5) Describe the implementation plan that will be used to achieve the goals and objectives of this project. Do you foresee any challenges to project implementation?
This project has two main components: vegetable marketing and construction of year-round gardens. As all of the commission’s members only cultivate gardens during winter months, a series of workshops will be offered during weekly commission meetings on year-round gardening techniques. The women will practice these techniques during the workshops in the president’s garden (the home where the meetings are held). The participants will renovate their family gardens for year-round cultivation using initial project materials. Materials will be purchased from local, competitive suppliers, who will provide the transportation of materials to the president’s home for pickup by participants. Commission members will also plant living fences and living sunshades to address the challenge of sustainably and economically replacing original construction materials. The second series of workshops will focus on marketing garden produce and strategies for creating small businesses. Commission members will work together to experiment with value-added products and begin to jointly market and distribute locally. The commission meetings will serve as a forum in which to discuss and assess challenges of newly entering the workforce as well as address any technical gardening issues with the support of the volunteer.
6) How will the project contribute to building skills and capacity within the community?
Through this project, many of the women of Commission Barrio Unido will be entering the workforce for the first time. They will have identified a new market in the community: for year-round local produce. Building upon their previous knowledge and experience gardening in the winter, the women will have learned and implemented new techniques for year round vegetable production. The commission members will gain experience in sustainable project planning and management which will serve them in future endeavors. But most importantly, they will be empowered and trained to tackle business opportunities and provide themselves with a new source of income.

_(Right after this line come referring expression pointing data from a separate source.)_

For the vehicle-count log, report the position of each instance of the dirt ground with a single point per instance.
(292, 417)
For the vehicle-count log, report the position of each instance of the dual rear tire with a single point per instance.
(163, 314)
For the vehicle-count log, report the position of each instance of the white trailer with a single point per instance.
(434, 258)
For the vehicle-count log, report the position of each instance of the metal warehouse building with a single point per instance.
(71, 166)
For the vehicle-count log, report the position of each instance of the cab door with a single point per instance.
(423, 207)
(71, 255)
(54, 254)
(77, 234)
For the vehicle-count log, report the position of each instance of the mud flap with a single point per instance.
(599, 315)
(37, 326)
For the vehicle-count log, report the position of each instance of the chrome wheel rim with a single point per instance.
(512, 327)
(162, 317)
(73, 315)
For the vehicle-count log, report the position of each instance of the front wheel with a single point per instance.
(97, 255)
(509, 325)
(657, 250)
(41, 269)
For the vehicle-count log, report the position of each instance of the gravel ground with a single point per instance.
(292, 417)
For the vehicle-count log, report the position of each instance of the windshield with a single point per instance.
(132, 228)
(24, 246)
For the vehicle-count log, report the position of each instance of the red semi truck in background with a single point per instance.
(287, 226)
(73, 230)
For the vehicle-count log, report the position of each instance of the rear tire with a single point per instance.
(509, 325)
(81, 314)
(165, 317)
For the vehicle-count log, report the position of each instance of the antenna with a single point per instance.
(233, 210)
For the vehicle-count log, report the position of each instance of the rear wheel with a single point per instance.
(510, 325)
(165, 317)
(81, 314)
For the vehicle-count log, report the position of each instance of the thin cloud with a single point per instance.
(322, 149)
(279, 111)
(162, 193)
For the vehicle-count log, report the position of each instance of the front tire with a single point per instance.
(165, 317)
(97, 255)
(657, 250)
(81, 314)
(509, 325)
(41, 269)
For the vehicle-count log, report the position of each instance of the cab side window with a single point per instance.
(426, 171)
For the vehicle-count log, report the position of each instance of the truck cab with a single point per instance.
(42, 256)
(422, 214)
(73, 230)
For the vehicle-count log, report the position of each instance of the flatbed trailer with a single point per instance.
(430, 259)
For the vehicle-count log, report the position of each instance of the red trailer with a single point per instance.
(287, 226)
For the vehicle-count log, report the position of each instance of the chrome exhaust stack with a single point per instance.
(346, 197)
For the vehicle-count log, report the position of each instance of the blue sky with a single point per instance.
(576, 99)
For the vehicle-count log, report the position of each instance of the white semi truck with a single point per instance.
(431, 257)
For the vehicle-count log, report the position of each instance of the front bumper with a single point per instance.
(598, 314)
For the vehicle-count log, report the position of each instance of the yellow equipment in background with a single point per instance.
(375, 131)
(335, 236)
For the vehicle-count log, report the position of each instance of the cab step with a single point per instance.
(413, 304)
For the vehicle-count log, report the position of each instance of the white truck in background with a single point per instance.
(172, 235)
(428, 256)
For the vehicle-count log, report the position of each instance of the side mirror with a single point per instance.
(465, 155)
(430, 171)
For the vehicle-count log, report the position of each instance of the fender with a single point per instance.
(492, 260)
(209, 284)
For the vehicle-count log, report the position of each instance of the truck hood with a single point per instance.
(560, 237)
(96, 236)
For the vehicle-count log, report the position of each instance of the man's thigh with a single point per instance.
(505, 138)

7) How will the community be able to sustain the activities and/or benefits of this project? What is the community’s plan to sustain the benefits of the project after the initial material support has ended?
Throughout the workshop series with the volunteer, participants will learn sustainable gardening practices in order to maintain the fertility of the soil in the garden for continuous production. Additionally, participants will demonstrate sustainable gardening practices by planting trees for living fences and vines for living sunshades in order to eventually replace initial construction materials as they wear out.